NO NEW TRIAL FOR ECHOLS, JUDGE RULES
Latest legal team 'failed to prove innocence'
Published on June 19, 1999
By Bartholomew Sullivan

Death Row inmate Damien Wayne Echols was not denied effective legal counsel and questionable new evidence does not establish his innocence, a judge reviewing the case has ruled.

Echols, convicted of capital murder in the May 5, 1993 bludgeoning deaths of three West Memphis 8-year-old boys, sought a new trial on grounds of ineffective legal services after his appeals to both the Arkansas and U.S. supreme courts were rejected.

Two other suspects were given life sentences after their convictions.

Represented by a legal team that included O. J. Simpson's attorney Barry Scheck, Echols tried to establish that his trial lawyers, Val P. Price and Scott Davidson, both of Jonesboro, had failed to adequately investigate the case, lost opportunities to impeach state witnesses, and ignored critical evidence.

Circuit Judge David Burnett of Osceola, who presided at the original trial, refused to recuse himself in ruling against Echols's petition. He released his long-awaited ruling late Thursday afternoon in Jonesboro. By state law, his decision not to step aside was discretionary.

Echols's new legal team sought to establish that bite-mark evidence showed someone other than the three suspects arrested in the case was involved in the killing.
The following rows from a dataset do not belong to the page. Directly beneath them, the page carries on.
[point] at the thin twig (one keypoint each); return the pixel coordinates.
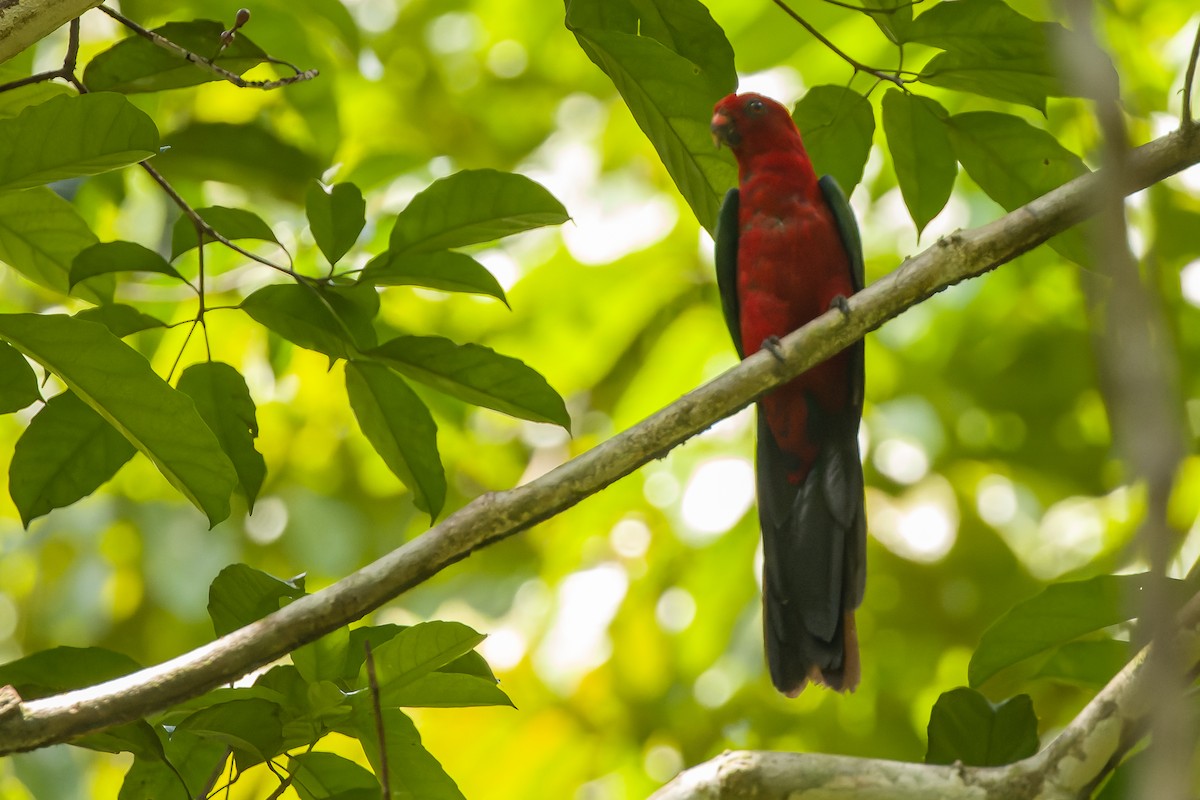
(858, 65)
(66, 71)
(373, 684)
(207, 64)
(1188, 121)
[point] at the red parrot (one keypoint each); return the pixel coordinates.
(787, 250)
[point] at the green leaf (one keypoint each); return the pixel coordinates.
(40, 236)
(66, 453)
(119, 384)
(252, 728)
(336, 217)
(118, 257)
(240, 595)
(475, 374)
(120, 319)
(321, 776)
(245, 155)
(400, 428)
(1014, 162)
(136, 64)
(71, 136)
(18, 382)
(231, 223)
(60, 669)
(414, 773)
(670, 84)
(445, 690)
(1061, 613)
(445, 270)
(223, 402)
(921, 151)
(472, 206)
(837, 125)
(965, 727)
(335, 320)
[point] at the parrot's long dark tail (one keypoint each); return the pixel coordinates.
(814, 539)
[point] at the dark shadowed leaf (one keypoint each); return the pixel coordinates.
(335, 320)
(240, 595)
(328, 776)
(837, 125)
(472, 206)
(117, 382)
(1014, 162)
(223, 402)
(1061, 613)
(921, 152)
(70, 136)
(336, 217)
(18, 382)
(231, 223)
(445, 270)
(670, 74)
(40, 236)
(965, 727)
(246, 155)
(118, 257)
(66, 453)
(400, 428)
(120, 319)
(475, 374)
(136, 64)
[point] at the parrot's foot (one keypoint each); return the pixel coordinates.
(841, 305)
(772, 344)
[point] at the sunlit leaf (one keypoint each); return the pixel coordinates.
(965, 727)
(120, 319)
(118, 257)
(18, 382)
(1061, 613)
(70, 136)
(837, 125)
(40, 236)
(336, 217)
(231, 223)
(118, 383)
(475, 374)
(136, 64)
(670, 84)
(223, 402)
(66, 453)
(472, 206)
(241, 595)
(1014, 163)
(334, 320)
(400, 428)
(921, 152)
(445, 270)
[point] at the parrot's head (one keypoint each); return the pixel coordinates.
(750, 121)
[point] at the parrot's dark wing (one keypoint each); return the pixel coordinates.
(727, 265)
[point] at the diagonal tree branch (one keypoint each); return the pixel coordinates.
(1066, 769)
(496, 516)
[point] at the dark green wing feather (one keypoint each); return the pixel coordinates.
(727, 265)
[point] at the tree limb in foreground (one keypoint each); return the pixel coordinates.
(1066, 769)
(495, 516)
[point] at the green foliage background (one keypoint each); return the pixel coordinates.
(625, 631)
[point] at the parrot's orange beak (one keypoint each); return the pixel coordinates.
(724, 131)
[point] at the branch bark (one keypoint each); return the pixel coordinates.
(1066, 769)
(25, 22)
(496, 516)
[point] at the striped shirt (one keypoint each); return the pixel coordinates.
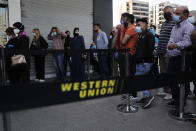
(180, 35)
(164, 37)
(58, 41)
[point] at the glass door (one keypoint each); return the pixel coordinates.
(3, 24)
But Burnett, quoting the testimony of Dr. Harry Mincer, president of the American Board of Forensic Odontology, said the mark on one victim was not a bite mark "within a degree of reasonable medical certainty.''

"The petitioner (Echols) has failed to prove a valid claim of actual innocence or to demonstrate incompetence of counsel,'' Burnett wrote.

Many of the issues raised by the new lawyers constituted nothing more than second-guessing Price's and Davidson's trial strategy, Burnett wrote.

The heinous child murder with its hints of a satanic motivation has gained national attention following a documentary film shot, in part, during the Echols trial. Whether Echols's trial lawyers prejudiced his defense in permitting the filming was another issue raised by the new legal team. Burnett ruled that it did not.